The British enthusiasm for all things Indian spread to the expanding middle classes over the 19th Century.

“Queen Victoria made it very fashionable, as she had an Indian staff who cooked Indian food every day,” says Mr Day. At Osborne House, Victoria - the Empress of India - built an Indian-themed state room decorated by an eminent architect of the Punjab.

CURRY SCENE in VANITY FAIR
“Give Miss Sharp some curry, my dear,” said Mr Sedley, laughing.
Rebecca had never tasted the dish before.
“Do you find it as good as everything else from India?” said Mr. Sedley.
“Oh, excellent!” said Rebecca, who was suffering tortures with the cayenne pepper.
“Try a chili with it, Miss Sharp,” said Joseph, really interested.
“A chili,” said Rebecca, gasping. “Oh yes!” She thought a chili was something cool, as its name imported, and was served with some. “How fresh and green they look,” she said, and put one into her mouth.

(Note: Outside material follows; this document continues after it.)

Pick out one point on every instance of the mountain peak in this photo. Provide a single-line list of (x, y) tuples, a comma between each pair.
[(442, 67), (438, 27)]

Curry became so popular, an 1852 cookbook stated “few dinners are thought complete unless one is on the table”. Novelist William Thackeray - who was born in Calcutta - penned a Poem to Curry, and inflicted a blisteringly hot curry on his anti-heroine Becky Sharp in Vanity Fair.

But the interest in curry cooled after 1857 when Indian soldiers rebelled against British rule in the subcontinent.

“[Curry’s popularity] recovered by the 1870s when Prime Minister Disraeli decided to make empire a part of his politics,” says Dr Collingham.

India became the brightest jewel in the crown, but Mr Groves says British culinary interests were turning from East to West. “Everyone who was anybody had French chefs.”

Curry and chips

“At the beginning of the 20th Century, curry was not very popular,” says Dr Collingham. “It was not well-to-do to have a house that smells of curry.”

Instead, the British diet was dominated by red meat, accompanied by home-grown vegetables such as cabbage and potatoes.

Fish and chips

Curry sauce with that?

At the same time, a number of Indian sailors jumped ship or were dumped at major ports including Cardiff and London. These seamen from Sylhet - now a region in Bangladesh - opened cafes, mainly to cater for fellow Asians.

“They were self-taught but they cleverly adapted themselves to the British palate,” says Mr Groves.

And in the 1940s, they bought bombed-out chippies and cafes, says Ms Collingham, selling curry and rice alongside fish, pies and chips. “They stayed open really late to make money to catch the after-pub trade.”

And so the ritual of the post-pub curry was born.

“It took quite a long time for the British to recover from World War II,” says Ms Collingham. “They were willing and more open to try new things.”

After 1971, there was an influx of Bangladeshis following war in their homeland, particularly to London’s rundown East End. Many entered the catering trade, and today they dominate the curry industry.

Curry under street sign for Brick Lane

Just one of the UK’s curry hotspots

“They own 65-75% of the Indian restaurants in the country. Without their input and hard work, we wouldn’t have the curry industry that we have today,” says Mr Groves.

An industry so popular the then foreign secretary Robin Cook described chicken tikka masala as “a true British national dish” - and yet another example of an Indian recipe modified for British tastes.

Ms Collingham says ultimately, the British love affair with curry boils down to the imagined glamour of the Raj.

“India has a certain magic because of the colonial relationship.”